INDIANAPOLIS (Reuters) - An Indianapolis woman who tried to commit suicide by eating rat poison near the end of her pregnancy was charged with murder in the death of her baby, officials said on Wednesday.

Bei Bei Shuai, 34, was arrested Monday and appeared in court Wednesday on charges of knowingly killing a viable fetus and attempted feticide, prosecutors said. The court entered an automatic plea of not guilty for Shuai, who is in custody.

Shuai consumed rat poison while 33 weeks pregnant, prosecutors said.

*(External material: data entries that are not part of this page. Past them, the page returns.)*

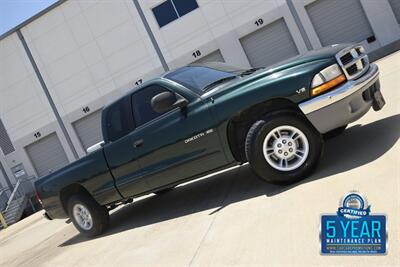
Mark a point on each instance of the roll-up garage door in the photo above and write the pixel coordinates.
(338, 21)
(88, 129)
(395, 4)
(215, 56)
(47, 155)
(269, 45)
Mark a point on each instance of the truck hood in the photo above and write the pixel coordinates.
(324, 53)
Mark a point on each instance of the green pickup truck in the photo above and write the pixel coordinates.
(200, 119)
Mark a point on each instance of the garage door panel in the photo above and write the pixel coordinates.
(395, 4)
(47, 155)
(269, 45)
(215, 56)
(337, 21)
(88, 129)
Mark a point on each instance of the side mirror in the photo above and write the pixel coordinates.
(167, 101)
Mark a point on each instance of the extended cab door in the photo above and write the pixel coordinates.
(175, 145)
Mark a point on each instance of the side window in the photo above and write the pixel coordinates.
(119, 120)
(141, 104)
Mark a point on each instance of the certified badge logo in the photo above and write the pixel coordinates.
(353, 229)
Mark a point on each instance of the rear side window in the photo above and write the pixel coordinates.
(119, 120)
(141, 104)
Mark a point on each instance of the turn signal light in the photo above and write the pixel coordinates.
(328, 85)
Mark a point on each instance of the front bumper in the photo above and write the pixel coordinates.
(344, 105)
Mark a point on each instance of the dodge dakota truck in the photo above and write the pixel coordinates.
(199, 119)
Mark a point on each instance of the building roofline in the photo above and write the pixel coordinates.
(29, 20)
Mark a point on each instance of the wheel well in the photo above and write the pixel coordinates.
(240, 124)
(69, 191)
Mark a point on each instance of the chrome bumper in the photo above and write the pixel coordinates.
(342, 105)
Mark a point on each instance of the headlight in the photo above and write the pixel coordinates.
(327, 79)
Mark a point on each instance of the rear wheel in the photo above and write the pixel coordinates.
(87, 215)
(283, 147)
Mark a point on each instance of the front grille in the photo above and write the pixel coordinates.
(353, 61)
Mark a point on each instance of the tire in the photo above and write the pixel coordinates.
(270, 167)
(98, 215)
(335, 132)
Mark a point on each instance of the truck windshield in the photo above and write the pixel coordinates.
(200, 77)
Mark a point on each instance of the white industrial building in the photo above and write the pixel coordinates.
(85, 54)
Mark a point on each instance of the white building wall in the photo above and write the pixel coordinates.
(89, 53)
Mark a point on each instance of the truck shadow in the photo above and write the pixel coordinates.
(357, 146)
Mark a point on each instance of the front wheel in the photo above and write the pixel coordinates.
(87, 215)
(283, 147)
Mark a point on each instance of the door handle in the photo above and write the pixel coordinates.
(138, 143)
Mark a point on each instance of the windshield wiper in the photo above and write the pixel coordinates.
(217, 82)
(249, 71)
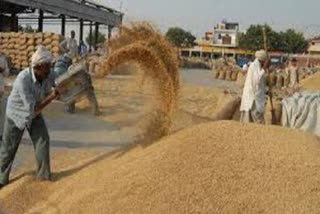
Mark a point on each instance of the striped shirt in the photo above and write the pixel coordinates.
(25, 94)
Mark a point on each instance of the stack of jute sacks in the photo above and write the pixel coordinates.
(20, 46)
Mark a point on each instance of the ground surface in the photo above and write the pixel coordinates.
(122, 103)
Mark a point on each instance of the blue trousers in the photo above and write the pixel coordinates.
(11, 140)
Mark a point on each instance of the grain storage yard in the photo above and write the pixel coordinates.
(142, 121)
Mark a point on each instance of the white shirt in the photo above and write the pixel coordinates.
(4, 64)
(70, 47)
(254, 90)
(292, 72)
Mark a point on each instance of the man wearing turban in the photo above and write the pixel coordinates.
(30, 88)
(254, 92)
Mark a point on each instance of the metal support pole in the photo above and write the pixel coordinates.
(96, 34)
(40, 21)
(81, 30)
(109, 32)
(63, 25)
(90, 36)
(13, 22)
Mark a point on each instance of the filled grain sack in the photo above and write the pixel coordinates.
(55, 43)
(280, 81)
(55, 49)
(39, 41)
(47, 41)
(228, 74)
(227, 110)
(222, 75)
(30, 42)
(38, 36)
(234, 76)
(302, 111)
(47, 35)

On December 23, she was taken to a hospital where she admitted to taking rat poison in an attempt to kill herself after her boyfriend left her, according to a police statement.

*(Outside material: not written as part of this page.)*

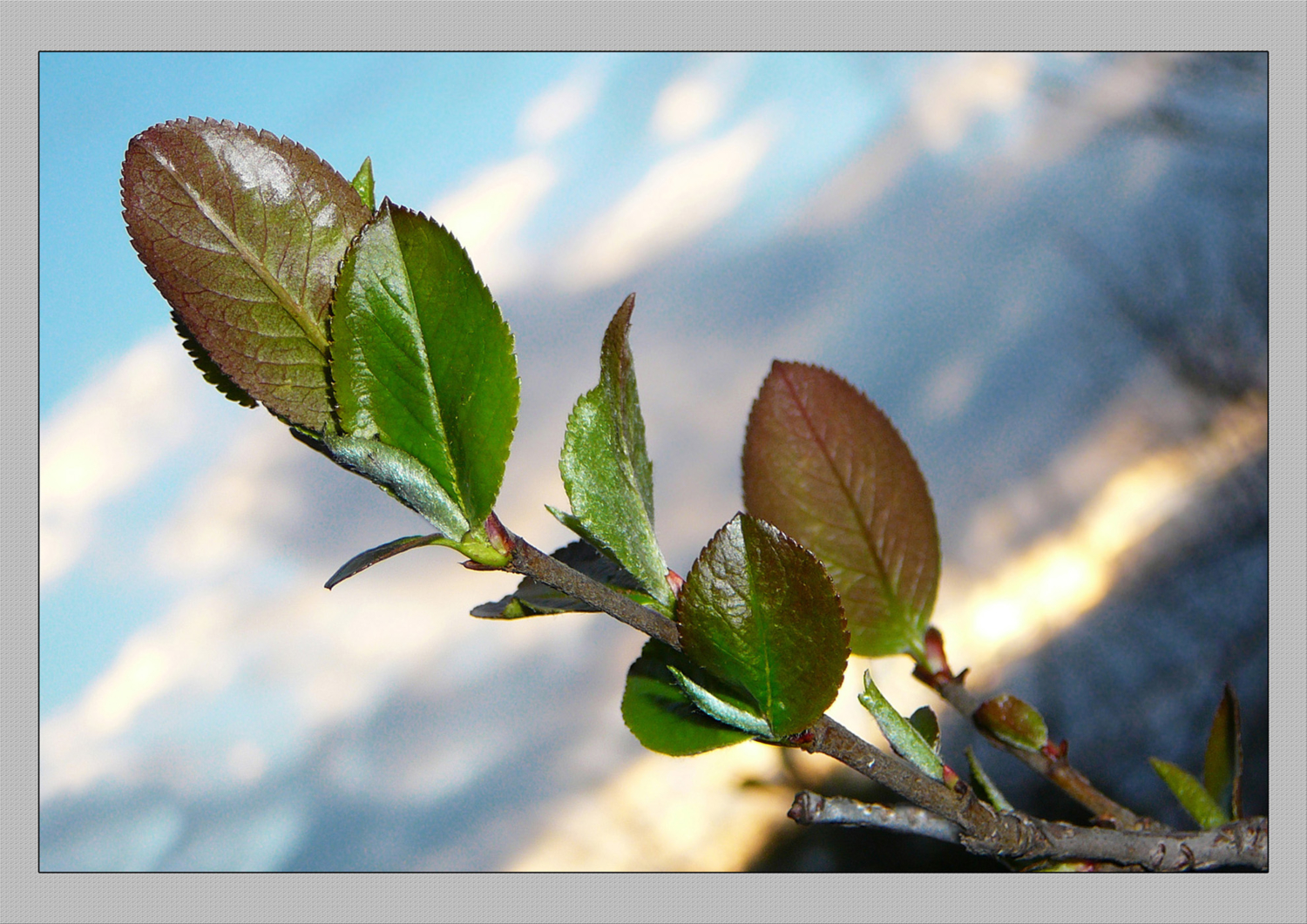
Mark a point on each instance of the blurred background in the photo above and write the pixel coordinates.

Shuai's baby girl, Angel Shuai, was born alive on December 31. On January 3, the baby died after being taken off life support. An autopsy determined that the cause of death was her mother's ingestion of the poison, police said.

Shuai, is the co-owner of a small Indianapolis restaurant, is from China and has no family members in the United States, according to her lawyer, Linda Pence. Pence called the prosecution "mean-spirited" and "horrible" and wants to have the charges dismissed.

"This young woman is truly one of the kindest, most gentle people I've ever met," said Pence. Pence said Shuai's boyfriend had promised to marry her and help raise the child, and then dumped her, leaving her crying on her knees in a parking lot. Shuai was near a hardware store, so she bought the poison to kill herself.

Pence said Shuai had been happy about the baby, and had bought baby clothes. The baby died in her arms after she had rocked it "for hours and hours," Pence said.

Pence said there is a common law immunity for pregnant women who attempt to harm themselves -- or else prosecutors could charge any woman who drank or took drugs. Pence said the law against killing fetuses is meant to target third parties -- as in the case of a robber who shoots a pregnant woman.